My eyes widened. Mary was at a loss for words. This was TRADITION he was taking issue with! No Scout outing, no camping trip, no campfire assembly has ever been complete without that handily packed box of graham crackers. They’re breakfast when spread with peanut butter, snacks when eaten plain–and s’mores when paired with marshmallow-and-chocolate.
Mary’s eyes gave it away first. Then she grinned at the temptation to tamper with this time-honored ritual. And the ideas began to flow, first from one, then the other.
“How about chocolate grahams?” I suggested.
“Or cinnamon?” she volleyed. “Or vanilla wafers?”
Shortbread? Sugar cookies? The possibilities began to open up. Then Allen took the flavor-mixing options to the limit when he suggested gingersnaps. A late bloomer, the guy was catching on quickly.
One thing should never change, though. Barb noted that it’s possible to buy square, flattened marshmallows specifically for making s’mores. Those, we agreed, will never do.
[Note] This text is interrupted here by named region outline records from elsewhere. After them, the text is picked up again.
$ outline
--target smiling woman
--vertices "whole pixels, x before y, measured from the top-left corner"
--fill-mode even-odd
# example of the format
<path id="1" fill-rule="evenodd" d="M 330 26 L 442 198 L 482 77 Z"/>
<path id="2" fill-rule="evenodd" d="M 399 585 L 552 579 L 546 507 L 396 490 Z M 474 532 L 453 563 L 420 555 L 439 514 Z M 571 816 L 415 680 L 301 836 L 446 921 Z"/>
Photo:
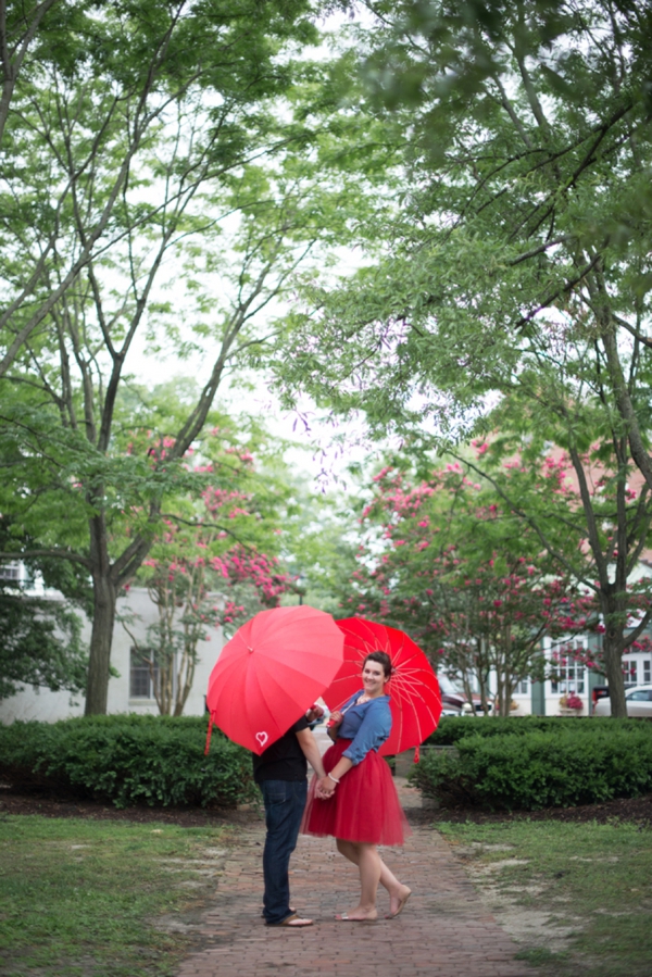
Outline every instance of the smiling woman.
<path id="1" fill-rule="evenodd" d="M 330 715 L 335 740 L 324 755 L 326 776 L 314 779 L 301 830 L 331 835 L 338 851 L 358 866 L 361 893 L 358 905 L 336 918 L 363 923 L 376 919 L 378 884 L 389 893 L 387 918 L 402 912 L 410 889 L 403 886 L 378 854 L 377 844 L 402 844 L 408 822 L 389 766 L 378 754 L 391 732 L 389 696 L 385 685 L 391 661 L 384 651 L 368 654 L 362 665 L 362 690 Z"/>

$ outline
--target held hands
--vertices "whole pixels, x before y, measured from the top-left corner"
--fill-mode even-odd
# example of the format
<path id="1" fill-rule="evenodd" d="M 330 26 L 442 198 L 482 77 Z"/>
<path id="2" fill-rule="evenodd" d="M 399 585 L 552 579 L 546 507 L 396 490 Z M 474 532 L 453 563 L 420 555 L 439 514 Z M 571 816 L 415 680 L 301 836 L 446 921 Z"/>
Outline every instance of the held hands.
<path id="1" fill-rule="evenodd" d="M 315 703 L 314 705 L 311 705 L 311 707 L 305 713 L 305 718 L 308 719 L 309 723 L 315 723 L 317 719 L 321 719 L 323 715 L 324 715 L 324 710 L 322 709 L 321 705 L 317 705 Z"/>
<path id="2" fill-rule="evenodd" d="M 319 780 L 317 780 L 317 786 L 315 788 L 315 796 L 321 801 L 327 801 L 335 793 L 335 788 L 336 788 L 335 781 L 331 780 L 328 775 L 326 775 L 326 777 L 322 777 Z"/>

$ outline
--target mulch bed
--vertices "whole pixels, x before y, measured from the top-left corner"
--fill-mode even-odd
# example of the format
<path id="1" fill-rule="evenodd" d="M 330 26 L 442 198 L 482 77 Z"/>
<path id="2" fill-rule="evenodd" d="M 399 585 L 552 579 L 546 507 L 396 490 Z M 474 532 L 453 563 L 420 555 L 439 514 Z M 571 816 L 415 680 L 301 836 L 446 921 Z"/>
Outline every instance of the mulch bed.
<path id="1" fill-rule="evenodd" d="M 118 810 L 102 801 L 77 800 L 49 797 L 47 794 L 14 793 L 11 788 L 0 785 L 0 818 L 8 814 L 40 814 L 43 817 L 93 817 L 111 821 L 133 821 L 140 824 L 159 822 L 183 827 L 210 827 L 211 825 L 255 825 L 263 824 L 262 811 L 250 807 L 137 807 Z M 631 822 L 641 827 L 652 827 L 652 794 L 643 798 L 622 798 L 602 804 L 584 804 L 579 807 L 548 807 L 544 811 L 519 811 L 490 813 L 477 807 L 411 807 L 408 819 L 414 825 L 437 824 L 437 822 L 490 822 L 516 821 L 565 821 Z"/>
<path id="2" fill-rule="evenodd" d="M 419 811 L 419 815 L 426 811 Z M 543 811 L 514 811 L 491 813 L 477 807 L 440 807 L 429 813 L 429 822 L 448 821 L 488 824 L 505 821 L 565 821 L 565 822 L 630 822 L 640 827 L 652 827 L 652 794 L 642 798 L 616 798 L 602 804 L 581 804 L 578 807 L 546 807 Z"/>

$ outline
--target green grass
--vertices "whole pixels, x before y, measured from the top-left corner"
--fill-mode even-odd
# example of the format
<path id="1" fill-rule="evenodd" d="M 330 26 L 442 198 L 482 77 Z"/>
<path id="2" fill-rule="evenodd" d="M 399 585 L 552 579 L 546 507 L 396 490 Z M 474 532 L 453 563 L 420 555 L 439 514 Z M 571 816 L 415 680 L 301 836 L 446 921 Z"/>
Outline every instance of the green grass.
<path id="1" fill-rule="evenodd" d="M 217 873 L 224 839 L 224 828 L 0 819 L 0 975 L 172 973 L 189 937 L 154 924 L 199 912 L 217 878 L 198 869 Z"/>
<path id="2" fill-rule="evenodd" d="M 514 906 L 550 914 L 517 954 L 540 977 L 650 977 L 652 830 L 552 821 L 437 827 L 480 890 L 489 882 Z M 570 931 L 559 945 L 561 927 Z"/>

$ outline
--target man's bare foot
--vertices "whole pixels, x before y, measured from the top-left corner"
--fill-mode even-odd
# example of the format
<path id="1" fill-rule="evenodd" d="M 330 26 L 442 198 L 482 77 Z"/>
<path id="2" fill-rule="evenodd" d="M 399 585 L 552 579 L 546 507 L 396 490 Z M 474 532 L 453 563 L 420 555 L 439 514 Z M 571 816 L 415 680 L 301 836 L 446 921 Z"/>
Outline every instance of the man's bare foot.
<path id="1" fill-rule="evenodd" d="M 412 889 L 409 889 L 408 886 L 401 886 L 396 894 L 389 897 L 389 913 L 385 918 L 393 919 L 394 916 L 399 916 L 403 912 L 405 903 L 411 895 Z"/>
<path id="2" fill-rule="evenodd" d="M 338 923 L 375 923 L 378 918 L 377 910 L 365 910 L 356 905 L 350 913 L 338 913 L 335 917 Z"/>

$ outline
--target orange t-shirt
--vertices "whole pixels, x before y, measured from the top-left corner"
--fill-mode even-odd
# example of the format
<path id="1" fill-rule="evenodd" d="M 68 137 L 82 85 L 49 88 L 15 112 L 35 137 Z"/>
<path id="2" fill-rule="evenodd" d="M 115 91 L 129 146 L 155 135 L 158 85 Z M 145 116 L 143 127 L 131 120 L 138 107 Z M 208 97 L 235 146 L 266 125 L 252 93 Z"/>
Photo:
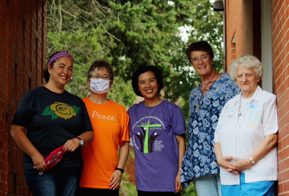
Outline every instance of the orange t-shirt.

Those would be no fun at all, and they’d take the challenge out of s’more building.
The idea is to flatten those round, toasted marshmallows, to squish them and watch the goo spread. There must always be the danger of dripping, the necessity for finger licking before that first bite is taken. There must always be the element of messiness to take this dessert far from civilized neatness to outdoor abandon.
Who would have guessed that s’mores could also be food for thought?